Coffee-dipped ladyfingers layered with rich pistachio cream and finished with fresh lemon zest and pistachios.

Serves: 8Prep: 30 minCook: 4 hr (chilling)

Ingredients

  • 2 cup (480 ml) vegan double cream, chilled
  • 1/4 cup (50g) granulated sugar
  • 1 tsp vanilla extract
  • 1 cup (250g) pistachio cream
  • 1 cup (240 ml) strong brewed coffee, cooled
  • 24-30 ladyfinger biscuits
  • 1 lemon, zested
  • 1/4 cup (30g) crushed pistachios, for topping

Instructions

  1. In a large bowl, whip the chilled vegan double cream with the granulated sugar and vanilla extract until stiff peaks form, about 3-5 minutes.
  2. Gently fold in the pistachio cream into the whipped cream mixture until just combined, maintaining an airy consistency.
  3. Quickly dip each ladyfinger biscuit into the cooled brewed coffee, ensuring it's moistened but not soggy.

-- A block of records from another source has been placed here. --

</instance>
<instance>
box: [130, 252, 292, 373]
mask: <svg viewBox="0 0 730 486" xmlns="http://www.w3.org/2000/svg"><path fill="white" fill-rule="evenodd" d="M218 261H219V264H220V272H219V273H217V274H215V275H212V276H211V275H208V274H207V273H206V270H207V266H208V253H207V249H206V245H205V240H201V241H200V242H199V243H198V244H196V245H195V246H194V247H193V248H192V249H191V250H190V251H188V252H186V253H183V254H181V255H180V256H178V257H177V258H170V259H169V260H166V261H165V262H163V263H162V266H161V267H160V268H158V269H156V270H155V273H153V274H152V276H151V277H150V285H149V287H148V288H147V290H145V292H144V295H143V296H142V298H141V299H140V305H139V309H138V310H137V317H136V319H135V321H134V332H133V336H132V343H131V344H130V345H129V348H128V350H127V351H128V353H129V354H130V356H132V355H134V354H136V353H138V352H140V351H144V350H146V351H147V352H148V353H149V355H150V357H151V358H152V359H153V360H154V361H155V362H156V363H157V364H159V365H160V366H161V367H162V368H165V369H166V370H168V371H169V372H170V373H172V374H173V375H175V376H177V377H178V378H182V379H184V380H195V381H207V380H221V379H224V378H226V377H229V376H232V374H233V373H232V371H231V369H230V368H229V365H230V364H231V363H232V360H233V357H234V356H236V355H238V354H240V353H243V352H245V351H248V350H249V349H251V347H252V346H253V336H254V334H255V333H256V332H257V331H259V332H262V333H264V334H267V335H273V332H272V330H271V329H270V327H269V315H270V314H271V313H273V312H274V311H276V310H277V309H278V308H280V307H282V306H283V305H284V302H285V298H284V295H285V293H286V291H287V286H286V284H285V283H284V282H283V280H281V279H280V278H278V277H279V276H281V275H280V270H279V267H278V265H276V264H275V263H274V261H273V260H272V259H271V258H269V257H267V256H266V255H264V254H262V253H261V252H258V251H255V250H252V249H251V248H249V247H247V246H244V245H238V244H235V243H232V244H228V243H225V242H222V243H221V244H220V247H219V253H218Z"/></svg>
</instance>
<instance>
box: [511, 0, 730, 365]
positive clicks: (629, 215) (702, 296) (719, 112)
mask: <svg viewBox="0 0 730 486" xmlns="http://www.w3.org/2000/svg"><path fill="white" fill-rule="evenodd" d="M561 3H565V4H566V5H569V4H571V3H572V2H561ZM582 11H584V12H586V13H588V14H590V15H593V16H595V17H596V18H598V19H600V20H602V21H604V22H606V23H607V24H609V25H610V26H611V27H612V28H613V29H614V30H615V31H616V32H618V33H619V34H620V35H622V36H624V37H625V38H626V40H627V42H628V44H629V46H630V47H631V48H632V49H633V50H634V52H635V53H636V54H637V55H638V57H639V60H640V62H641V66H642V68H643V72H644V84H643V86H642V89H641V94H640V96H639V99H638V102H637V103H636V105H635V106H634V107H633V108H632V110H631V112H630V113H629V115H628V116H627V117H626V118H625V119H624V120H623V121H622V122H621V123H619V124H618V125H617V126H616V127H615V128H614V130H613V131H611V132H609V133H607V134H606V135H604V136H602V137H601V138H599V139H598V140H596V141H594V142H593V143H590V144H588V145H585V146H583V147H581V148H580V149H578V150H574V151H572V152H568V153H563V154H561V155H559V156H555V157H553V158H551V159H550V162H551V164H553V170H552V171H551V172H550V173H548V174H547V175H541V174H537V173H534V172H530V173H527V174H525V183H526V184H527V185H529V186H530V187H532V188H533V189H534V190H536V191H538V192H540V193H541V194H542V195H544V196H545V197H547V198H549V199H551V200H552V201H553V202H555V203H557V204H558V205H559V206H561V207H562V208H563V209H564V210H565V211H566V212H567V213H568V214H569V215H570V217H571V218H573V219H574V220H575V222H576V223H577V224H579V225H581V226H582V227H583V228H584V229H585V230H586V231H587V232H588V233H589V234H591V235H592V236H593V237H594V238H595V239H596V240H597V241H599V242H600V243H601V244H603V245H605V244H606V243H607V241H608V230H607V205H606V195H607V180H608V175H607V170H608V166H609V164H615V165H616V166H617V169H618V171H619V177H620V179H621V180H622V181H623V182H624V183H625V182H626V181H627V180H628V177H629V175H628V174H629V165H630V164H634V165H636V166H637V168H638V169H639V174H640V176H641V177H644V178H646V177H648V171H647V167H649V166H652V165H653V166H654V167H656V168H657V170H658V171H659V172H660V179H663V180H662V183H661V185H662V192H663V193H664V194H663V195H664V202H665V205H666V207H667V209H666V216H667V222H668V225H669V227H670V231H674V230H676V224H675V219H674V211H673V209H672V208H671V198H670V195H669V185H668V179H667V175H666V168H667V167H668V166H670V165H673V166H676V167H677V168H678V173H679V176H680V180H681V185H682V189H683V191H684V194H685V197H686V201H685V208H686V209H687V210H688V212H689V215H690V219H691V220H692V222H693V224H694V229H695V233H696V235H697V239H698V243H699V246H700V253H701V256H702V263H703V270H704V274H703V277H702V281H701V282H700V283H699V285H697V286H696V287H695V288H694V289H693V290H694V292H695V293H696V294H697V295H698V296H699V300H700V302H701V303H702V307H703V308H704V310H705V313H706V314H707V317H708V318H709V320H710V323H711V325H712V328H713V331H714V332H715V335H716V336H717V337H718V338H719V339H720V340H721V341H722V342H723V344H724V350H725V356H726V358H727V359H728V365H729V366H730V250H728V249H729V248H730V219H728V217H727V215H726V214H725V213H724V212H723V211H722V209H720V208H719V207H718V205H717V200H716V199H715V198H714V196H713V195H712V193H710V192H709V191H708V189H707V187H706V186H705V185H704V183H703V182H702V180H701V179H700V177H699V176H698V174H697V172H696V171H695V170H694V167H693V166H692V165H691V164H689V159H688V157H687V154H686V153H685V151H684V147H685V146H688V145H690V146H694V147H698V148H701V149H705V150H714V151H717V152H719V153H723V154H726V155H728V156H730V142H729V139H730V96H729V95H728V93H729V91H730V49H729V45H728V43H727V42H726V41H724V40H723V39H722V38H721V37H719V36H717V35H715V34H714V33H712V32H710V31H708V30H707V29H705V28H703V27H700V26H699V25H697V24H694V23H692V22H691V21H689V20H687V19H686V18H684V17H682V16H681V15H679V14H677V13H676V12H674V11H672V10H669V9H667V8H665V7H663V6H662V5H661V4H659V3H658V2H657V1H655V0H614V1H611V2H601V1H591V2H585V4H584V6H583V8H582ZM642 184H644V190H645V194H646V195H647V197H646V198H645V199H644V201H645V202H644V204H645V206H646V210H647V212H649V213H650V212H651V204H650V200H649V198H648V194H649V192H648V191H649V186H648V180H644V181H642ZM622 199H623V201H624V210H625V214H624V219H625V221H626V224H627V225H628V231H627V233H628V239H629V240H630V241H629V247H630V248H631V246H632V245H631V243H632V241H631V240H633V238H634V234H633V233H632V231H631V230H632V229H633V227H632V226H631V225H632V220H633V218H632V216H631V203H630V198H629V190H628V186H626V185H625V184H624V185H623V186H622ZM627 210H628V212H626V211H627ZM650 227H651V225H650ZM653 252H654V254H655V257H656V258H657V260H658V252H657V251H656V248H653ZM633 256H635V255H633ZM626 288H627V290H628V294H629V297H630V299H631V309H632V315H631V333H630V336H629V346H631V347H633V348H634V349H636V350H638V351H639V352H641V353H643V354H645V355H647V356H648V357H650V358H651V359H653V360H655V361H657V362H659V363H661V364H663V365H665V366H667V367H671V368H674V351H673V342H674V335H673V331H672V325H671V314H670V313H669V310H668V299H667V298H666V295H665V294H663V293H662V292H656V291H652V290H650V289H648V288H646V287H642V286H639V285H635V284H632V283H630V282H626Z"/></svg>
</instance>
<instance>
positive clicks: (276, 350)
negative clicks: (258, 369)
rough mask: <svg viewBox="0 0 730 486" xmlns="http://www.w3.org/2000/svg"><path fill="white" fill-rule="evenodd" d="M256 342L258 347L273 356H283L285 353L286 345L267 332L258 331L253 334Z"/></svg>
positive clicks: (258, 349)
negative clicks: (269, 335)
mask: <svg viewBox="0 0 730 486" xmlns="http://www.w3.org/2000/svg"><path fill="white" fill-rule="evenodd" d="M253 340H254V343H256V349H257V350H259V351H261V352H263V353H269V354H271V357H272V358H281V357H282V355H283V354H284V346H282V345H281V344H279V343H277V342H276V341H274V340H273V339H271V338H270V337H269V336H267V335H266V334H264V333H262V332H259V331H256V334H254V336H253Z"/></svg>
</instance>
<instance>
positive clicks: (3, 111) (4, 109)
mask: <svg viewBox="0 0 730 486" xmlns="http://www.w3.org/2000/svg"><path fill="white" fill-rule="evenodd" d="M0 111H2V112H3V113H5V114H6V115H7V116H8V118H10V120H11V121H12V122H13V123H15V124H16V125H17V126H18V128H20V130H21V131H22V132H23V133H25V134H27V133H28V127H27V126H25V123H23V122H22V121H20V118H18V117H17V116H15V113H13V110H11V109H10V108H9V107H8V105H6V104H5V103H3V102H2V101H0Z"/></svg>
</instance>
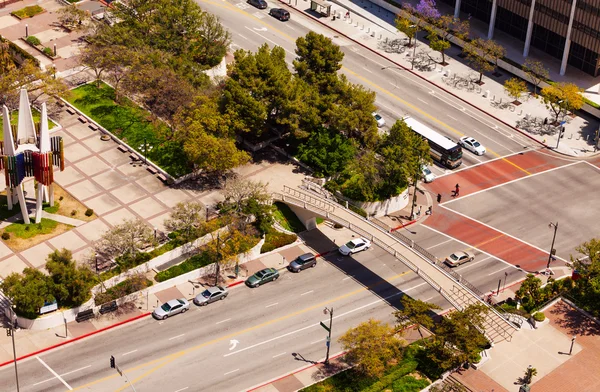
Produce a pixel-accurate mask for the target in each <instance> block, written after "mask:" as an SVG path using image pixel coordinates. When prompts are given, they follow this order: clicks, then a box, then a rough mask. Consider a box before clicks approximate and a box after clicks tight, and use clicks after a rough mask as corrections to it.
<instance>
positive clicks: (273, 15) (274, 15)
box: [269, 8, 290, 22]
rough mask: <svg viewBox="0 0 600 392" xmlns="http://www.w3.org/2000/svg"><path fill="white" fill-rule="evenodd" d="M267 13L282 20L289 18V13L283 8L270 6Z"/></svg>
mask: <svg viewBox="0 0 600 392" xmlns="http://www.w3.org/2000/svg"><path fill="white" fill-rule="evenodd" d="M269 15H271V16H273V17H275V18H277V19H279V20H280V21H282V22H285V21H286V20H290V13H289V12H287V11H286V10H284V9H283V8H271V9H270V10H269Z"/></svg>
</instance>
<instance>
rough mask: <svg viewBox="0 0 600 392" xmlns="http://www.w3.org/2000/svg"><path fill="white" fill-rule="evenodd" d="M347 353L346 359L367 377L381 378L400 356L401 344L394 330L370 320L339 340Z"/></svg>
mask: <svg viewBox="0 0 600 392" xmlns="http://www.w3.org/2000/svg"><path fill="white" fill-rule="evenodd" d="M339 341H340V343H342V346H343V347H344V350H346V351H347V354H346V359H347V360H348V361H350V362H351V363H353V364H355V365H356V369H358V370H359V371H360V372H361V373H363V374H364V375H366V376H367V377H381V376H382V375H383V373H384V371H385V370H386V368H387V367H388V366H389V364H390V363H391V362H392V361H394V360H399V359H400V358H401V355H402V349H401V342H400V340H399V339H398V338H396V336H395V331H394V328H392V327H390V326H389V325H388V324H384V323H382V322H381V321H379V320H374V319H370V320H369V321H365V322H363V323H360V324H359V325H358V326H357V327H355V328H351V329H349V330H348V331H347V332H346V333H345V334H344V335H342V336H341V337H340V339H339Z"/></svg>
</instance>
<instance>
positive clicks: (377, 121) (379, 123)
mask: <svg viewBox="0 0 600 392" xmlns="http://www.w3.org/2000/svg"><path fill="white" fill-rule="evenodd" d="M372 114H373V118H374V119H375V121H377V127H379V128H381V127H383V126H384V125H385V120H384V119H383V117H381V115H380V114H379V113H377V112H373V113H372Z"/></svg>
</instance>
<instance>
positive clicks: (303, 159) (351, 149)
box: [296, 128, 356, 177]
mask: <svg viewBox="0 0 600 392" xmlns="http://www.w3.org/2000/svg"><path fill="white" fill-rule="evenodd" d="M355 154H356V147H355V144H354V143H353V142H352V140H350V139H348V138H346V137H344V136H343V135H340V134H339V133H337V132H334V131H331V130H329V129H326V128H320V129H319V130H317V131H314V132H313V133H312V134H311V137H310V138H308V139H307V140H306V141H305V142H304V143H302V144H300V146H298V154H297V156H296V157H297V158H298V159H299V160H300V161H302V162H304V163H306V164H307V165H309V166H310V167H311V168H313V169H314V170H315V173H314V175H315V176H317V177H328V176H331V175H334V174H336V173H339V172H341V171H342V170H343V169H344V168H345V167H346V166H347V165H348V163H349V162H350V161H351V160H352V159H353V158H354V156H355Z"/></svg>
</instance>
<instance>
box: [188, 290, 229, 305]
mask: <svg viewBox="0 0 600 392" xmlns="http://www.w3.org/2000/svg"><path fill="white" fill-rule="evenodd" d="M227 295H229V291H227V289H226V288H225V287H221V286H215V287H209V288H207V289H206V290H204V291H203V292H201V293H200V294H198V295H197V296H196V298H194V303H195V304H196V305H198V306H206V305H208V304H209V303H211V302H215V301H219V300H222V299H225V298H227Z"/></svg>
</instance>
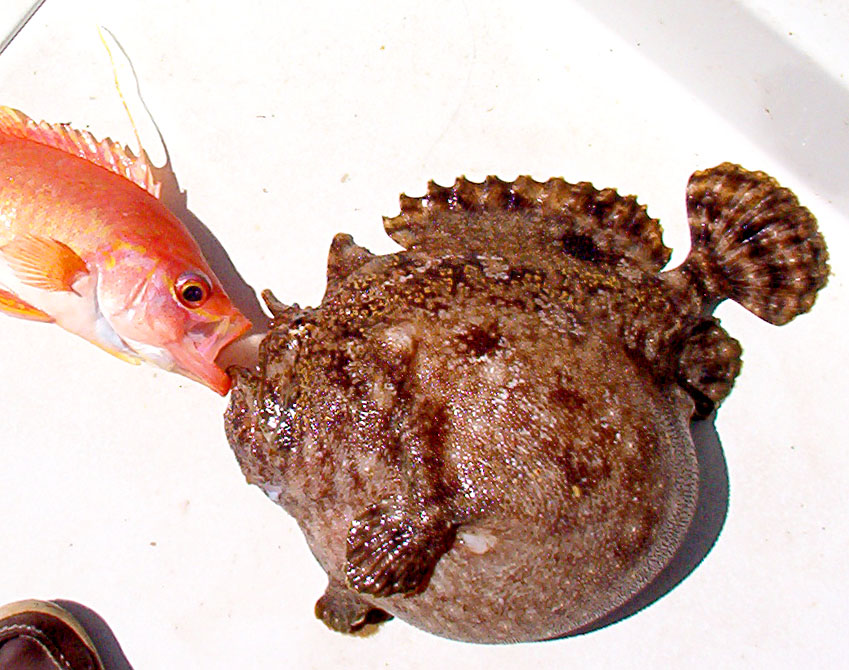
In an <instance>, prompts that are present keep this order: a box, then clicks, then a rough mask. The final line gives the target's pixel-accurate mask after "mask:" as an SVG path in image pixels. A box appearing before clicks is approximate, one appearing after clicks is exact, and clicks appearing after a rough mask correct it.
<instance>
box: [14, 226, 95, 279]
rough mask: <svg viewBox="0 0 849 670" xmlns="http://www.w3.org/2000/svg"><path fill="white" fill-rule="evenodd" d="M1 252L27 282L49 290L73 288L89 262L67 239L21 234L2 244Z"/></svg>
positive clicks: (84, 269)
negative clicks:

Do not soak.
  4. Arrange a single layer of coffee-dipped ladyfingers at the bottom of a serving dish (approx. 9x13 inch or similar).
  5. Generously spread half of the pistachio cream mixture over the ladyfinger layer, ensuring even coverage.
  6. Repeat with another layer of coffee-dipped ladyfingers and the remaining pistachio cream mixture.
  7. Cover the dish and refrigerate for at least 4 hours, or preferably overnight, to allow the tiramisu to set and flavors to meld.
  8. Before serving, top the tiramisu with fresh lemon zest and crushed pistachios.